The hottest topic in my work right now is AI — specifically, deploying large language models inside our network-separated environment. But not for the reason you might think. We’re not building AI to serve customers or analyze financial data. We’re building it for our own developers.

Our company has hundreds of internal developers, and the goal is to give them AI-powered code assistants and development tools — think GitHub Copilot, but running entirely inside our closed network. When the rest of the world just opens a browser and uses ChatGPT or Claude, we’re figuring out how to run LLMs on isolated servers behind firewalls that don’t touch the internet.

It’s a fascinating challenge. How do you fine-tune a model without internet access? How do you update it? How do you evaluate it against benchmarks when your system can’t reach Hugging Face? The 망분리 (network separation) that makes everyday work frustrating becomes a genuine technical puzzle when you’re trying to implement cutting-edge AI.

These are the problems I think about now. A long way from watching Hackers as a kid.

What Foreigners Get Wrong

Let me address a few things I consistently see in English-language content about working in Korean tech:

“Korean developers work 16-hour days.” Maybe at some startups, during crunch time. But at large financial companies? My PC shuts down at 6. The extreme overtime stories are increasingly historical, not current.

“The Korean tech scene is just Samsung and startups.” There’s an enormous middle ground that nobody writes about in English: the IT divisions of banks, insurance companies, telecom firms, and conglomerates. Thousands of IT professionals work in these environments. The culture is different from a Pangyo startup, the tools are different, the constraints are different — but the work is real and often more complex than people assume.

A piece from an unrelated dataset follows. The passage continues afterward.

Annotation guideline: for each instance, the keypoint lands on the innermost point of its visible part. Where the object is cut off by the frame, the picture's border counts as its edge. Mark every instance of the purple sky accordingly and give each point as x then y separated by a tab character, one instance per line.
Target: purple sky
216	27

“You need a CS degree to work in Korean tech.” I’m a humanities major. I got into this industry because I loved computers, studied networking on my own, and took opportunities as they came. Is a CS degree helpful? Obviously. Is it required? My fifteen-year career suggests otherwise.

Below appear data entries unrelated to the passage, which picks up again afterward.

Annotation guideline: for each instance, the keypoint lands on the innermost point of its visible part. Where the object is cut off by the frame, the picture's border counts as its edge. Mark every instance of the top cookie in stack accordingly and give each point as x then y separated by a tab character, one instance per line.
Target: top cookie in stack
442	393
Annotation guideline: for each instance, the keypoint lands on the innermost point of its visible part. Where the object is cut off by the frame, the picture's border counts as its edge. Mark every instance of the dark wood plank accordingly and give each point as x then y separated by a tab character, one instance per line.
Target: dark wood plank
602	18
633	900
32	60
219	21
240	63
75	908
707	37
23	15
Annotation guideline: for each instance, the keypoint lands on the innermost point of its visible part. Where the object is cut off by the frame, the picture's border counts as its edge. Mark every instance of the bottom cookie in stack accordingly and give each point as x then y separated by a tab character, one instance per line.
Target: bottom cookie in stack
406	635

“Korean work culture is toxic.” Parts of it were. Some parts still are, somewhere. But the Korea I work in today is genuinely different from the Korea I started working in. The hours are shorter. The dress code is relaxed. The hierarchy has softened. The hoesik is optional. It’s not perfect. But the direction of change is undeniably positive.

The Honest Summary

Some days, I get an on-call alert at midnight about a filesystem hitting 80% capacity. I check my phone, make a mental note, and go back to sleep. I’ll handle it tomorrow.

Other days, I eat a ₩6,500 cafeteria lunch that’s honestly better than most restaurant meals, grab a ₩2,000 iced Americano with my team, and spend the afternoon figuring out how to make an AI code assistant work inside a network that can’t reach the outside world.

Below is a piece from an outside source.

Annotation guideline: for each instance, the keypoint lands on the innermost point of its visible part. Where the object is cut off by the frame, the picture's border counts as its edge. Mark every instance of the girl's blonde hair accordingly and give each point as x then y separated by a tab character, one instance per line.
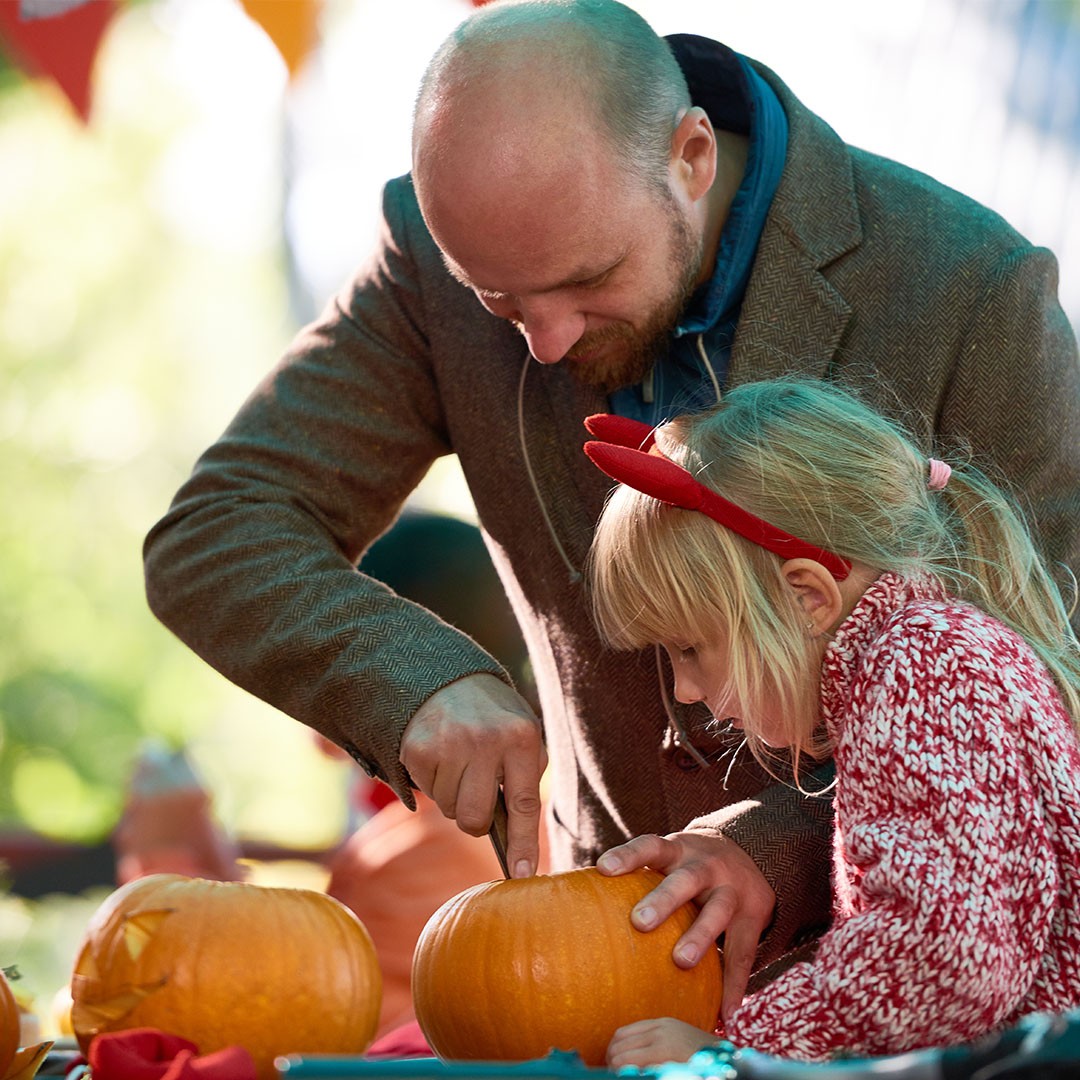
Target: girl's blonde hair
810	458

I wear jeans. I go home when my PC shuts down at 6. I started as a humanities major who loved a cheesy 90s hacker movie, and now I’m building AI code assistants on a financial institution’s closed network.

It’s not glamorous. It won’t make TechCrunch. But it’s real, it’s stable, and after fifteen years — honestly? It’s pretty good.

That’s what working in Korean tech looks like — at least, my version of it. Not the startup version. Not the 네카라쿠배 version. Just one Korean IT guy’s life in Gangnam.